Churches need to ponder why the decline in attendance is so severe
During the next two months thousands of people will take their summer holidays, and Church members will worship in many places abroad.
They will come back with a feeling - which I have shared - that the numbers attending Sunday services here are still a lot higher than in other places.
However, there is no room for complacency at home, and statistics revealed in the latest 'Blue Book', which is the 'Bible' of the Presbyterian General Assembly, underline this decline in stark detail.
From 1975 to 2015, the number of families decreased from under 130,000 to around 96,000; individual membership fell from 380,000 to just over 220,000; the number of communicants dropped from 135,000 to around 98,000; and most significantly of all, baptisms decreased from 4,750 to just over 1,250.
Another indication of a Church facing worrying challenges was the revelation that the recent trend for fewer applications for the Presbyterian ministry is continuing, with only five candidates applying this year.
All were accepted.
The assembly was told that it is highly likely that there will only be a total of 17 students at Union College during the next academic year.
This is the lowest number for many years.
Particularly worrying is the lack of applications from women, though this is understandable, and regrettably so.
What woman would enter a male-dominated institution, which is such a "cold house" for women.
If you doubt this, consider the female ministers who are not allowed to preach in the pulpits of male ministers "on the grounds of conscience", and also the fact that the Presbyterian Church has still not had the grace to elect a female Moderator.
What a disgraceful insult to women, who are the backbone of the Church.
However, the Presbyterian Church is not the only one experiencing declining numbers and fewer candidates for the ministry.
The recent Presbyterian Assembly was told by Stafford Carson, who attended the previous year's Methodist conference as a Presbyterian representative, that they, too, are experiencing declining numbers.
Between 2009-14, the full membership of the Methodist Church declined by 4.3% from 15,503 to 14,835.
The Methodists are also experiencing difficulty in attracting candidates for the ministry, and there is an anticipated shortfall of 20 ministers in the next five years.
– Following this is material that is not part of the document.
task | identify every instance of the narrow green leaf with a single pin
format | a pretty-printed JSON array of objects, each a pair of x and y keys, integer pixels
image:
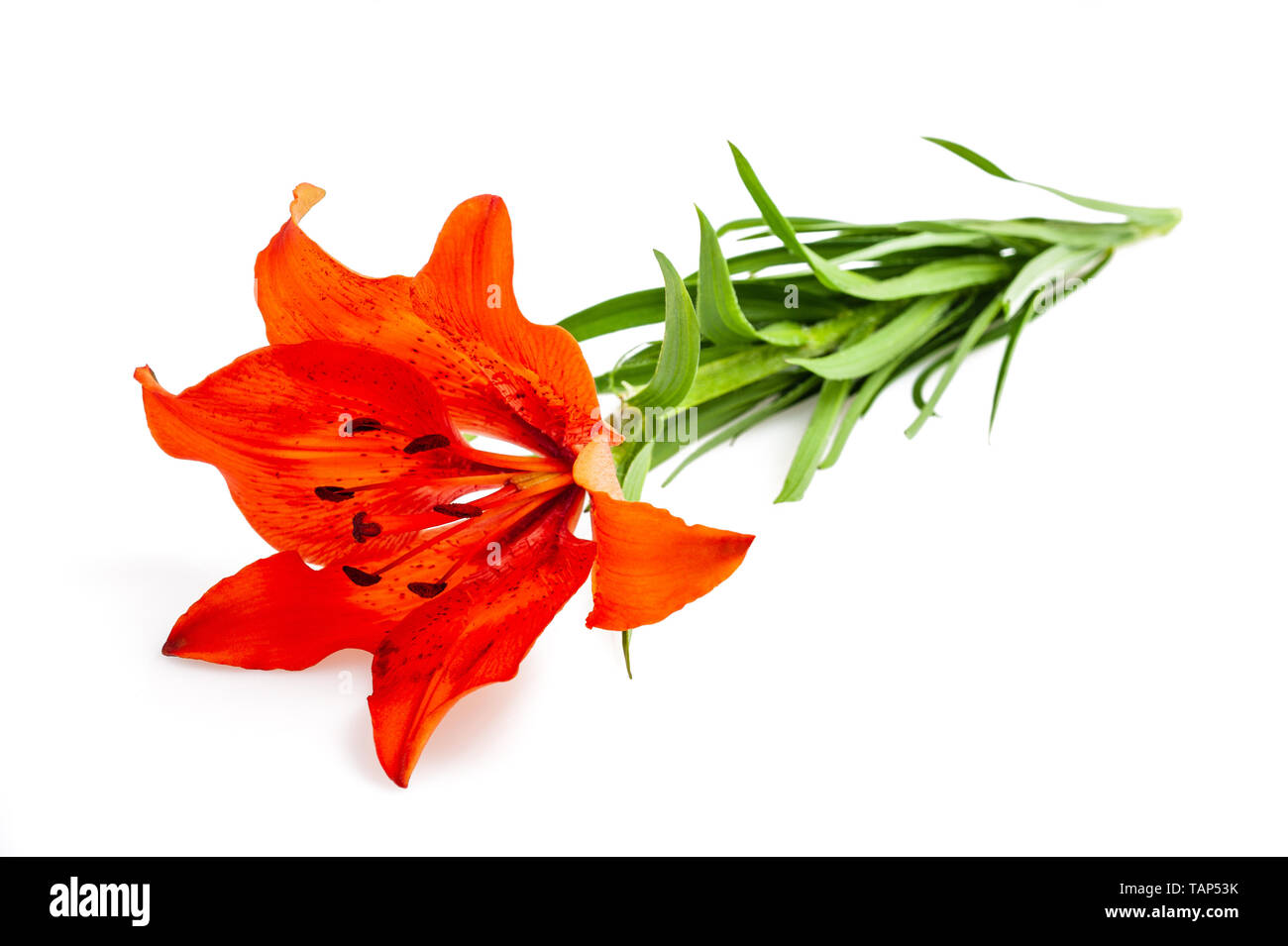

Some time ago I reported on a Church of Ireland survey which revealed that the average attendance at its Sunday services in November 2013 was 58,000 across the island of Ireland, which was only 15% of its members.
The survey also revealed that only 13% of the worshippers were aged between 12 and 30.
The Catholic Church has its own problems, and a survey taken in November 2015 showed that since 1995 the number of active priests in the ministry in Ireland had dropped by 43% from 3,550 to 2,019.
The number of ordinands from Ireland is very low, and interestingly last Sunday the first Filipino to become a Catholic priest in Ireland, Fr Manuelita Muga Milo, was ordained in St Peter's Cathedral in west Belfast.
Certainly I take no comfort from the general pattern of declining numbers of worshippers and ordinands, but it must be remembered that Christianity is thriving in many other places, and particularly in the developing world.
However, we must ask ourselves why the decline in western Church attendance and membership is so marked.
At Easter I heard an Anglican preacher in Belfast making the point that while many people in the general public still respect and respond to the teachings of Christ, they are not listening to the Churches.
That is something we might ponder over the summer before the full Church cycle begins again in September.